WHO: Appalachian State 4-5 (3-2) at Arkansas State 6-3 (4-1)
WHEN: Saturday, November 15, 2014
WHERE: Centennial Bank Stadium, Jonesboro, AR
WEATHER: 39°/34° 20% rain
LINE: Arkansas State -14.5 (opened -13.5)
After stealing South Alabama's thunder and becoming bowl eligible in their place a week ago, Arkansas State can focus on the next item on their list-a share of the Sun Belt Conference title, which would be their fourth in a row. The Red Wolves will need a little bit of help from others if they hope to capture this, but they will keep running and howling as long as the dream remains possible. And anyway, they mostly have to help themselves first.
That starts against Appalachian State, which leaves its mountains and rarefied air (i.e. an elevation of 3,333 ft) and which must now make the trip all the way down to a Jonesboro that is just about at water level (i.e. only 259 ft above the sea). With a win, A-State would not foil an opponent's plan to gain bowl eligibility for the second week in a row-they would simply win, and that's plenty enough. Because one does not simply come to Centennial Bank Stadium and win their sixth game of any season.
Three Keys To The Game
Which team will be at its best: This is where my readers nod and say, "Gee thanks, Captain Obvious. Really happy you're running out the cliché that's also obvious. A double dose of annoying. #stud"

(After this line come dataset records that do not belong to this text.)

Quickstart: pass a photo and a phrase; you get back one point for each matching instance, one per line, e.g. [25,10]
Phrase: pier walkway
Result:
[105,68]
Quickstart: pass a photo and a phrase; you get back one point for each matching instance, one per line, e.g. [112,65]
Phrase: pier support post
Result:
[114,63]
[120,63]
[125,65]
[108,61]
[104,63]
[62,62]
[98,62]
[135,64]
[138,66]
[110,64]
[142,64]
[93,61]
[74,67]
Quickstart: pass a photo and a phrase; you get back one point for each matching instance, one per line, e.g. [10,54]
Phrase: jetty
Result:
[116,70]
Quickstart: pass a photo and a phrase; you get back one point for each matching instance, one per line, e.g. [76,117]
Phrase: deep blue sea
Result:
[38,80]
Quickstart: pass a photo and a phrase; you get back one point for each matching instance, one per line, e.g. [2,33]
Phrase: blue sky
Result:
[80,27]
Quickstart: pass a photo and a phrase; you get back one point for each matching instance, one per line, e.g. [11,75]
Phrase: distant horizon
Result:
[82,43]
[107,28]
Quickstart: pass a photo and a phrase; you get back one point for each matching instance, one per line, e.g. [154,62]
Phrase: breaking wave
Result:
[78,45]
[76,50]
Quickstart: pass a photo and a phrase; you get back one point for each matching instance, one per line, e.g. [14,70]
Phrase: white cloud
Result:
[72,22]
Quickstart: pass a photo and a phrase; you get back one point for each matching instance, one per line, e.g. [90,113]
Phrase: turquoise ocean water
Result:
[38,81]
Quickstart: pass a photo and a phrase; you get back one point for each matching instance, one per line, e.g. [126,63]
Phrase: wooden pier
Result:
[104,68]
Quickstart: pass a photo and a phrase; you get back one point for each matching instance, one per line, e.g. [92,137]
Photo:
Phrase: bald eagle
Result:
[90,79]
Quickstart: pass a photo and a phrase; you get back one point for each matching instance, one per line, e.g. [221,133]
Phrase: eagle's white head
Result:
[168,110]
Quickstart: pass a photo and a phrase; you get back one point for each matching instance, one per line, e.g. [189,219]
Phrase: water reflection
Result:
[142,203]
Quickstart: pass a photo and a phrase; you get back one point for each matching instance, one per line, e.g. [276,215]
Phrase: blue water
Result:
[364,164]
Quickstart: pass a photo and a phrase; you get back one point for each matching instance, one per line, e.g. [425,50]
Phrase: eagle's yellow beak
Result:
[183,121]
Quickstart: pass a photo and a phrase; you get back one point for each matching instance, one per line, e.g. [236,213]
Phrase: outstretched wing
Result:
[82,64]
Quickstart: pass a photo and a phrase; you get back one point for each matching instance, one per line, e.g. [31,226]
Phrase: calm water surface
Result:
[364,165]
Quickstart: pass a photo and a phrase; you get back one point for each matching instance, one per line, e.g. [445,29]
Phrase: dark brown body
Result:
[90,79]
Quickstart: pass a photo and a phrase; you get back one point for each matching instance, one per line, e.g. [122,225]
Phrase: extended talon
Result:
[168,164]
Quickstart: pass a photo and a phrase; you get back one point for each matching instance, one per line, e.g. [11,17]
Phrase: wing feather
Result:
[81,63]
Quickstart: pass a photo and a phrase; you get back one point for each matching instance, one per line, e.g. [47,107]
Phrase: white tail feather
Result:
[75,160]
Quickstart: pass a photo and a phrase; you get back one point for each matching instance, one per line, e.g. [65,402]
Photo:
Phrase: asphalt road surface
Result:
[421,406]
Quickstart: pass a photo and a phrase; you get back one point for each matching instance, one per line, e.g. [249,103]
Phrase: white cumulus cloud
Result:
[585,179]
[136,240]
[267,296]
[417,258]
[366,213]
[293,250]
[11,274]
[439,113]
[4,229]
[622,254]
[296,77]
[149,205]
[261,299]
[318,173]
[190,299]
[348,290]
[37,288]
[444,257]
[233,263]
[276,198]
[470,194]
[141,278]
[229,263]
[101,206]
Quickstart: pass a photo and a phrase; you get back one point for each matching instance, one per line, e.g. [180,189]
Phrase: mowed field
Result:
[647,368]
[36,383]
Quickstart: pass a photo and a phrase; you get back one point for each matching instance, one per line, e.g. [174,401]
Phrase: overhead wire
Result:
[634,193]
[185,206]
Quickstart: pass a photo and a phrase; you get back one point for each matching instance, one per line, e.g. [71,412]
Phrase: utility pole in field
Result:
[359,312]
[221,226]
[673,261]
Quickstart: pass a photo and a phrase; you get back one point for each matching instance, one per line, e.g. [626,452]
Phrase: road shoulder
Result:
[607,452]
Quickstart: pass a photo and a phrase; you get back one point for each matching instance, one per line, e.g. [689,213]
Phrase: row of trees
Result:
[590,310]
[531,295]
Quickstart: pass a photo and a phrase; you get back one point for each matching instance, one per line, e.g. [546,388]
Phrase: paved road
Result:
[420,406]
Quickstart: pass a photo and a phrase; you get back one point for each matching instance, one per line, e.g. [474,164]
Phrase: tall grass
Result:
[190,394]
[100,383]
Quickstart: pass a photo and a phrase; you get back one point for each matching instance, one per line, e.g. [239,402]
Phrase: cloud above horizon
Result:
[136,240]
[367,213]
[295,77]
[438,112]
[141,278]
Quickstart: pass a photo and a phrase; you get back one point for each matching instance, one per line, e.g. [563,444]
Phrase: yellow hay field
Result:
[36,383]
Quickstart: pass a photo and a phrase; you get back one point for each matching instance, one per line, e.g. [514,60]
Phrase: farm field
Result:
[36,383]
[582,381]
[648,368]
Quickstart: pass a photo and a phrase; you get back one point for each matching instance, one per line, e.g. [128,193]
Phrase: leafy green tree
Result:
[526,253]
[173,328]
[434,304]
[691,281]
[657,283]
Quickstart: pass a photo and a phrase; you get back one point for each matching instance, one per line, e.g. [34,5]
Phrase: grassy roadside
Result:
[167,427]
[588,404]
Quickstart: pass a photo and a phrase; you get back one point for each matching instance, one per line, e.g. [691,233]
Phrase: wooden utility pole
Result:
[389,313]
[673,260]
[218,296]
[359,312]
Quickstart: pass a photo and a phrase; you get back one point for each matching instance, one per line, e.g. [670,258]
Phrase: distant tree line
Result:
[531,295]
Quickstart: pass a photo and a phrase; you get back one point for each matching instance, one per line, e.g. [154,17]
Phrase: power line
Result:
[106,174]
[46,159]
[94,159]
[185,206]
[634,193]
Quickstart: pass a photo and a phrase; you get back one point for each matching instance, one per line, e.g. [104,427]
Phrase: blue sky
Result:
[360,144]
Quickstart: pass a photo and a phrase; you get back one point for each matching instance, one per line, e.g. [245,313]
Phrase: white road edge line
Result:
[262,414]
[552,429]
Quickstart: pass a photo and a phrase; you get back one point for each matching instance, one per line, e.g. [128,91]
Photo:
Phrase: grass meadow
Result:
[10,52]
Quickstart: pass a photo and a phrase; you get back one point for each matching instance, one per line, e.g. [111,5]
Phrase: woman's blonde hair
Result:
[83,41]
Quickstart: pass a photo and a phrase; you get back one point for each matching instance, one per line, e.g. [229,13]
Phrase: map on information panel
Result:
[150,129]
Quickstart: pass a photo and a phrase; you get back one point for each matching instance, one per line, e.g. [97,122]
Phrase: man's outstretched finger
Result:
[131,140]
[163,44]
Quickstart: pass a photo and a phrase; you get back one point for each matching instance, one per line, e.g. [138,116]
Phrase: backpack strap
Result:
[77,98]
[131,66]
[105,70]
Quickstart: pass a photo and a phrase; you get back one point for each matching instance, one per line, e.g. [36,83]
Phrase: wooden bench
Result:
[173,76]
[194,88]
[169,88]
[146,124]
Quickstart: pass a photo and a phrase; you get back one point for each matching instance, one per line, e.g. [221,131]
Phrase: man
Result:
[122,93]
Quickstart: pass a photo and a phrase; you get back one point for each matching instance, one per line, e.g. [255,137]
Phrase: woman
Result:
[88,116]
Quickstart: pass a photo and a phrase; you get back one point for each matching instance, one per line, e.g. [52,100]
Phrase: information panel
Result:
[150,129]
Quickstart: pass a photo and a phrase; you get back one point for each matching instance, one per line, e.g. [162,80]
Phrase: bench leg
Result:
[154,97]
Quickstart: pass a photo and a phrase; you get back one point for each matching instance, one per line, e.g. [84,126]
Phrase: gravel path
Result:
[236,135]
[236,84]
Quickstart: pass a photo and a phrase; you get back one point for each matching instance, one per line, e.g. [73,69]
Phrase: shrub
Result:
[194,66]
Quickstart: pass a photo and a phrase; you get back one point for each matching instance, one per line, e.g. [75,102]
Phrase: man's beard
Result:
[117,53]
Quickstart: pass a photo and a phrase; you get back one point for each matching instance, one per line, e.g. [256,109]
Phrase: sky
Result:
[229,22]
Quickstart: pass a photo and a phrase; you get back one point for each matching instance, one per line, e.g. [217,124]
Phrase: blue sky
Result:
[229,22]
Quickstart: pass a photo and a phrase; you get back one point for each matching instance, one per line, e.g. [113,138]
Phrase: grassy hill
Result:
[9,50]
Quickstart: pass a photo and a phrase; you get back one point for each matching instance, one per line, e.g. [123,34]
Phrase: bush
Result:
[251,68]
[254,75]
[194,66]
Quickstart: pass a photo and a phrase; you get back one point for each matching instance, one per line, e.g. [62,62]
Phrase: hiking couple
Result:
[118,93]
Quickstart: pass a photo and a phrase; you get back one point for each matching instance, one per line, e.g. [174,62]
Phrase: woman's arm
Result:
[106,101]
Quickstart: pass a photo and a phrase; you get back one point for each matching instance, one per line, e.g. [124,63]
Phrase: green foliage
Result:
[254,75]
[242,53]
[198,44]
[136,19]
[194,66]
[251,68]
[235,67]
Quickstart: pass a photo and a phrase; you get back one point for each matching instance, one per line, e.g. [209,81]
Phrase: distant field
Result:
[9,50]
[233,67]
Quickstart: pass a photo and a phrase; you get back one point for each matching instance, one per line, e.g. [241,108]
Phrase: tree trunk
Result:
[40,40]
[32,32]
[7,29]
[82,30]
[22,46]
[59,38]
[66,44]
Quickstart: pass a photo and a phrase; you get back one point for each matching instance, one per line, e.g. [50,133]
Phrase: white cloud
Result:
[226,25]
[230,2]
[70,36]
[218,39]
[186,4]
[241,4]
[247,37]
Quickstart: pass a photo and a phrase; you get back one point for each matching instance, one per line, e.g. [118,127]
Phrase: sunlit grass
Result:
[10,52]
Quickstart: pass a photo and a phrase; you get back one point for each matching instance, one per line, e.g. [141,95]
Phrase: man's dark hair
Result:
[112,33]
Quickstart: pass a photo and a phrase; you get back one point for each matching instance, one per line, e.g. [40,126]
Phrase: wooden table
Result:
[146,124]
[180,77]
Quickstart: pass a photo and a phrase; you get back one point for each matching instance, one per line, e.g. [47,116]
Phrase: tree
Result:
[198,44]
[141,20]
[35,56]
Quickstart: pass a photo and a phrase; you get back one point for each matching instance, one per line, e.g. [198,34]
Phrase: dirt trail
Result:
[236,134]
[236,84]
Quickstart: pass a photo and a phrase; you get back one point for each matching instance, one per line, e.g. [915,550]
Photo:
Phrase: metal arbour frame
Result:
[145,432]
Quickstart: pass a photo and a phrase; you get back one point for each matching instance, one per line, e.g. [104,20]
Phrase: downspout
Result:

But truly, this might actually matter. The Mountaineers have answered four losses in a row with three straight wins while the lone blemish among the Red Wolves' previous six games is the sad run odyssey in Lafayette. It's especially important when the statistics between two teams are this close and similar. Really, pick a number-points for, points against, yards per play, time of possession-and they're all fairly similar.
Stop the run: If there is one place where the two teams are somewhat different, it's in how their offense is built. The balance is tilted a little more toward the run game for the Mountaineers than it is for the Red Wolves and coincidentally, the run defense might be where the latter are most vulnerable. While those problems might have doomed A-State only against Louisiana, those problems remain real. And App. State's Marcus Cox is an even better homerun hitter than Michael Gordon is. Fredi Knighten is a better quarterback than Taylor Lamb, and he has better receivers in J.D. McKissic, Dijon Paschal and Tres Houston, but Appalachian State doesn't care because Appalachian State will attack you differently.
Expect Qushaun Lee to play a meaningful role, if only because the Mountaineers will run right at him. And because The General always plays a meaningful role anyway.
Turnover battle: Where the Red Wolves have managed to get some sort of separation from the Mountaineers is in that all-important (and all-too-easy-to-overrate, yes) category of turnovers forced and turnover margin. It's especially the case for Sun Belt Conference games, where A-State ranks a gaudy 7th and 5th for turnovers forced and margin-compare that to App. State's rankings of 72nd and 45th, and you might say that this will be a problem. Of course, these numbers are helped by the fact that A-State vandalized Idaho for all the turnovers in the world, but it's also silly to discredit the team for that performance. Sure, they forced eight turnovers-that's not a bad thing, people.
While it would probably be following journalistic guidelines to pick these games somewhat objectively, it's so much more fun to make predictions according to your own allegiances. Plus, predictions are bound to eventually be wrong, so don't antagonize your readership for no reason if you'll be wrong in the end anyway. (See? I've got this blogging/writing thing down pat.) So far in 2014, it seems like everything that Appalachian State has managed to do, Arkansas State has done just a tiny little bit better, especially within conference. Including the whole abbreviation thing-A-State flows better than App. State. That's a fact. Let's say that the Red Wolves take it 31-22.